The Supreme Court has held an entirely intrastate activity by a single individual can be federally regulated if that activity, when combined with the same activity by many other individuals, would substantially affect interstate markets. But, as noted, there is no interstate market, so that argument is extremely weak—maybe even a loser.

Second, as Ilya Shapiro of the Cato Institute and Randy Barnett of Georgetown Law School have noted, even under the Supreme Court’s most expansive readings of federal Commerce Clause powers, it has never held Congress can force individuals to engage in commerce by buying something. Nor has the Court ever held individuals can be penalized for failing to engage in commerce—in other words, for doing nothing.

Perhaps recognizing these fatal defects in the law, DOJ in its motions is now making two entirely new arguments. First, it writes Congress may enact laws “necessary and proper” to carry out its Commerce Clause powers. This argument, too, is a dud, because Congress has no Commerce Clause-related health care powers.

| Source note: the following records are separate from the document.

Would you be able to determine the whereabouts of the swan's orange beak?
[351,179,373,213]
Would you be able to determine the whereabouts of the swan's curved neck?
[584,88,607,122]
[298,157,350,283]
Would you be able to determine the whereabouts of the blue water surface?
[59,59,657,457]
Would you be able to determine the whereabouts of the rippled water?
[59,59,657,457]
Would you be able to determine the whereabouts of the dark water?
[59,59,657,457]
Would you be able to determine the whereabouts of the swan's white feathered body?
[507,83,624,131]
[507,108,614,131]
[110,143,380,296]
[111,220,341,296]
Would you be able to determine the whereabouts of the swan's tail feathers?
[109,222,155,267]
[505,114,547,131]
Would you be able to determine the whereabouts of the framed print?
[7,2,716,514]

But DOJ also now argues the penalties on those who fail to buy health insurance are “taxes,”  which Congress has the power to impose to raise money to spend for the “general welfare” of the country.

This argument, as Shapiro notes, is “huge.”

It has long been taught in high school civics classes that the federal government has only enumerated powers, as listed in the U.S. Constitution. That view goes back to a Supreme Court ruling in 1819.

These enumerated powers are typically those that individual states cannot exercise on their own: regulating commerce between the states, coining money, establishing post offices and post roads, establishing federal courts, fielding armies and navies, and so on. All other powers not listed are reserved to the states.

The Obama administration contends the clause enabling Congress to tax and spend for the “general welfare”  gives Congress powers much more sweeping than the enumerated ones. That’s sweeping power, all right. If this argument is sustained by the Supreme Court, Barnett writes, “Congress can assert any power it wills over individuals so long as it delegates enforcement of the penalty to the IRS.” And as 17 of the state attorneys general argue in their joint complaint, “there will be virtually no sphere of private decision-making beyond the reach of federal power.”

At her confirmation hearings, Supreme Court nominee Elena Kagan ducked the question of whether the federal government has the constitutional power to require all Americans to eat three fruits and three vegetables per day. If the Supreme Court buys the government’s position on Obamacare, the answer will be “yes.”